January 7, 2011 IADT Las Vegas, Game Design and Production, IADT General 0 Comments

The fundamental question behind game design is what actually makes a game fun to play? Why is it that some games, produced on a shoestring budget, outperform other games that cost millions of dollars to develop?

One of the biggest reasons some games become more popular than others is that they are built on a better foundation of game mechanics. Game mechanics are the rules that govern how a player interacts with the gaming environment. A game mechanic is not the design of a certain character or level, for example, but rather the rules that dictate how that character interacts with the level.

A game designer’s job is to construct a combination of game mechanics that work together to form an entertaining “game system.” A game system can either be complex or simple, depending on the number of game mechanics it uses. For example, Pong is a simple game system where a player has to hit a bouncing ball before it can get past his paddle. Modern versions of Pong may use more complex game systems that include power ups or extra lives. A game like Modern Warfare 2, on the other hand, uses an infinitely more complex game system that involves hundreds of interwoven mechanics all working together.

The entertainment value of a game does not depend on the complexity of game mechanics is uses, but rather on whether or not the mechanic is fun to perform over and over again. Unless a mechanic serves a specific purpose in the game, it will quickly lose its entertainment value. For example, rolling a bowling ball with the controller in Wii Sports can provide entertainment on its own through the first couple of frames of a game. However, the novelty will soon wear off, and the action will become boring if there is not a payoff at the end. The payoff in Wii Bowling comes from achieving a high final score.

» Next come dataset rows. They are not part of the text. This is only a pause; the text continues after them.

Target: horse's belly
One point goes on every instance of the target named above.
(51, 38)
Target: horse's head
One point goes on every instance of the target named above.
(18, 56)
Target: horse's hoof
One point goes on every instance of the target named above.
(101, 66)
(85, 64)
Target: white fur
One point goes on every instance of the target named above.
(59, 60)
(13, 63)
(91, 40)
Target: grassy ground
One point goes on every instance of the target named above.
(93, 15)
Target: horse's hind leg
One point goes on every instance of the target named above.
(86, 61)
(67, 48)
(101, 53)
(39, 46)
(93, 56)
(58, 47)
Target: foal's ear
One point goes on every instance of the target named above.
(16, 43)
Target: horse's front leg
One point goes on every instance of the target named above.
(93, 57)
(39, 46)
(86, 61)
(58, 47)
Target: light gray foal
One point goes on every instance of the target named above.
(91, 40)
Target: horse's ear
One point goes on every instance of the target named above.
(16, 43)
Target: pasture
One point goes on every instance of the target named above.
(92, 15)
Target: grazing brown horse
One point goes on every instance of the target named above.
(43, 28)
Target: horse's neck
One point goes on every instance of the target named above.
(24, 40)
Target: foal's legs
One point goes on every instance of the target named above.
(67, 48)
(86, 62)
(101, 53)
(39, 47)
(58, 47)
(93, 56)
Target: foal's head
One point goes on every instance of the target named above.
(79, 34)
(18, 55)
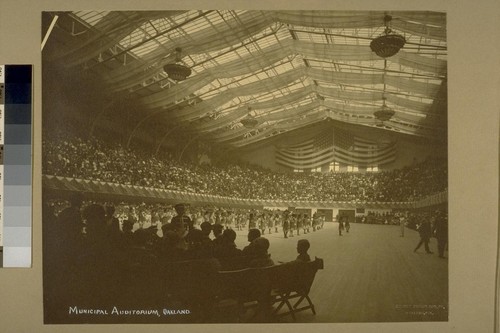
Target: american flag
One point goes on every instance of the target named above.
(337, 146)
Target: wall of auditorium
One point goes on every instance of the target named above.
(408, 152)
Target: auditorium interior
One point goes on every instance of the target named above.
(319, 129)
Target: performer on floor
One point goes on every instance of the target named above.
(341, 225)
(286, 223)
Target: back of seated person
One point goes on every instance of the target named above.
(198, 249)
(302, 248)
(172, 247)
(248, 250)
(260, 256)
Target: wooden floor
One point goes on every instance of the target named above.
(371, 275)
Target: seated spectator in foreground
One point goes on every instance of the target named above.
(253, 234)
(261, 257)
(217, 231)
(206, 228)
(227, 248)
(228, 254)
(302, 248)
(173, 247)
(200, 250)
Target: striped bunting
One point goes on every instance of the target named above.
(339, 146)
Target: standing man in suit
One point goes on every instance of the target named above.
(425, 235)
(441, 232)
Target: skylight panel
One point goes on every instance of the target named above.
(91, 17)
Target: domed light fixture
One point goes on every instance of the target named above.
(389, 43)
(384, 113)
(249, 121)
(177, 71)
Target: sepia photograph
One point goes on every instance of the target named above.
(244, 166)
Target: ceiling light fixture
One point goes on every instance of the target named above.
(249, 121)
(389, 43)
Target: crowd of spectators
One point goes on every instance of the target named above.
(94, 160)
(104, 255)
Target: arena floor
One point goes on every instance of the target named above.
(371, 275)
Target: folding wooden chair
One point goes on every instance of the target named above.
(292, 282)
(249, 288)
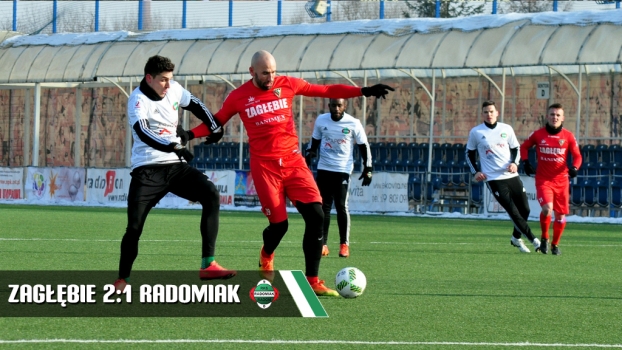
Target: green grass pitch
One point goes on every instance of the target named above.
(432, 283)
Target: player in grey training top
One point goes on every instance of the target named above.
(497, 147)
(159, 165)
(334, 134)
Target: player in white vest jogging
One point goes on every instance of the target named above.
(334, 134)
(498, 149)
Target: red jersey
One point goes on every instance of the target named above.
(267, 114)
(552, 152)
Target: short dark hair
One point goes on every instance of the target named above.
(488, 103)
(158, 64)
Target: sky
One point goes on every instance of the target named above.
(387, 26)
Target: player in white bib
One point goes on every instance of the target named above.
(498, 148)
(334, 134)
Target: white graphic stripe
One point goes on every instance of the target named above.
(299, 298)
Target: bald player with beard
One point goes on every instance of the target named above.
(264, 104)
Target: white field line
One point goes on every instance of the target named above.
(276, 341)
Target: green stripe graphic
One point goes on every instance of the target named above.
(306, 300)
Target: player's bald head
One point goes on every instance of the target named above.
(263, 69)
(262, 57)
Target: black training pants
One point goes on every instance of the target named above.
(335, 187)
(148, 186)
(511, 195)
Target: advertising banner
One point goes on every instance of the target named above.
(11, 186)
(388, 192)
(224, 181)
(54, 185)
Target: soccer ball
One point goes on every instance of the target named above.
(350, 282)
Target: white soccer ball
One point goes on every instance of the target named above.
(350, 282)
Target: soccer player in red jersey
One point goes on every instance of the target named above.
(553, 143)
(279, 170)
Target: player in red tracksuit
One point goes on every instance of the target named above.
(553, 143)
(264, 104)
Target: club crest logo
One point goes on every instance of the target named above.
(264, 294)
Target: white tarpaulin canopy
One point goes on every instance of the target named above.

The best game mechanics are often simple to perform, but difficult to master. If a mechanic is too difficult to learn, novices will become frustrated with it and ignore it all together. If it is too easy to master, experts will quickly become bored.

Wii Bowling is a perfect example of a game that uses solid game mechanics. The game is so accessible that nursing homes often buy it for their residents. Elderly nursing home residents who may have never played a video game in their lives can learn how to bowl in minutes. On the other hand, the mechanic is difficult enough to master that it can engage teenagers who spend hours every day playing video games.

While many factors go in to the creation of a game, designers must never lose sight of the fact that mechanics are what most affect the playability of a game. If a game designer takes the time initially to create a compelling set of mechanics, he is well on his way to building a classic game.